I have this web service I want to use. The supplier only provides a PHP example to use the API. It is not a standard SOAP or REST service, but a custom Http POST based command. This means that you that you either have to write
Because I had no Visual Studio installed, ready to be launched, i used the command line conversion.
C:\Program Files\Microsoft Corporation\PHP to ASP.NET Migration Assistant>PHPConvert.exe "c:\source\PhpSource" /out "C:\source\AspDotNetVersion”
The port of the code was successful. Most of the code was converted to c#. A lot of conversion warnings popped up, but most of them where not imposing any severe problems.
A manual code clean-up is advised. For example, this code comes clearly from an unmanaged environment:
- dpublic virtual void useSecure(bool val)
- if ((val == true) && (val.GetType() == true.GetType()))
- this.Secure = true;
Why should you check the type of “val” at runtime? This is already done by the compiler.
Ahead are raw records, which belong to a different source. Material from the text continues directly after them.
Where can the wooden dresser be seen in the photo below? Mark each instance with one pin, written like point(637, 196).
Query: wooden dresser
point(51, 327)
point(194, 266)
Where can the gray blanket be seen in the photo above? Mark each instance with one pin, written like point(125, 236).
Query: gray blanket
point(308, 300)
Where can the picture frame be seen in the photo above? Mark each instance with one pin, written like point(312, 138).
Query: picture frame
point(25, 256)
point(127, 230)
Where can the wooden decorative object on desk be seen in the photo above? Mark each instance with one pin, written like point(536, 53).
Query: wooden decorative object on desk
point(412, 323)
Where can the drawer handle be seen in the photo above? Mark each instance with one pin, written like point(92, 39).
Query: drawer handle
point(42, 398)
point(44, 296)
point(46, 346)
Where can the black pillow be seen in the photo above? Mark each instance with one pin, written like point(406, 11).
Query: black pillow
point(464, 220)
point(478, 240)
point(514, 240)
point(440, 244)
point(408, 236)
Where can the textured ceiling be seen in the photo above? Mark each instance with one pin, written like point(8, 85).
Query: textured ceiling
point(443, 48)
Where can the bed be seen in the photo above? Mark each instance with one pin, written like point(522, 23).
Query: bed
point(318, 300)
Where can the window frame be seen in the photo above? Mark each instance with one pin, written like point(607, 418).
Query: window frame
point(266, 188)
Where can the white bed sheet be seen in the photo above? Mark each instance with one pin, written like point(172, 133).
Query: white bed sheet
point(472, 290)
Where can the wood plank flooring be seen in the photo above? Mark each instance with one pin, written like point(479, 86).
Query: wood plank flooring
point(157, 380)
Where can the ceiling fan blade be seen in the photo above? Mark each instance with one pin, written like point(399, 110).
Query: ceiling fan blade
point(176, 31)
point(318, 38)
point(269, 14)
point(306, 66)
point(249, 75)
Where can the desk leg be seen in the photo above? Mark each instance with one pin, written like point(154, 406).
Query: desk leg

A simple “ if (val== true) “ would be sufficient. Or in this case even shorter:
- d public virtual void useSecure(bool val)
- this.Secure = val;
Other things to clean up are links to magic-quotes, cURL and other specific PHP stuff.
Calling the API
Calling the API means in PHP that you do a socket write and read. For example, in PHP one would do:
$sock = fsockopen("ssl://".$this->ApiUrl["host"], 443, $errno, $errstr);
Because every effort is done to maintain the original architecture by the conversion tool. The convertor tool added a PHP namespace containing extra support classes for duplicating the original (php) functionality. The previous line of code is thus converted to:
sock = PHP.NetworkSupport.OpenSocket("ssl://" + this.ApiUrl["host"], 443, errstr);
The OpenSocket function is a wrapper function with one line (with some additional simple error handling):
returnValue = (System.Net.HttpWebRequest)System.Net.WebRequest.Create((System.String)Target); // + ":" + System.Convert.ToInt32(Port));
Although this is neat, I like the native .Net HttpWebRequest and HttpWebResponse Classes. So I took the code from my previous blog post: Http Post using C#, adapted it a bit and removed almost 80 lines of the converted code.
My problem with the wrapper functions created by the convertor tool, is that they use System.Object parameters and also return a System.Object. So for readability and maintenance reasons, I started immediately converting this to some strongly typed code.
I was very pleased with this tool. I saved literally hours typing, and it took me (only) a few hours of refactoring. Refactoring meant:
- removing unused functionality (magicQuotes, cURL, …)
- removing unnecessary type checks using Relfection
- removing calls to wrapper functions when I had decent managed .Net code available in my library
And just now I started thinking that it may have been faster implementing a custom WCF implementation.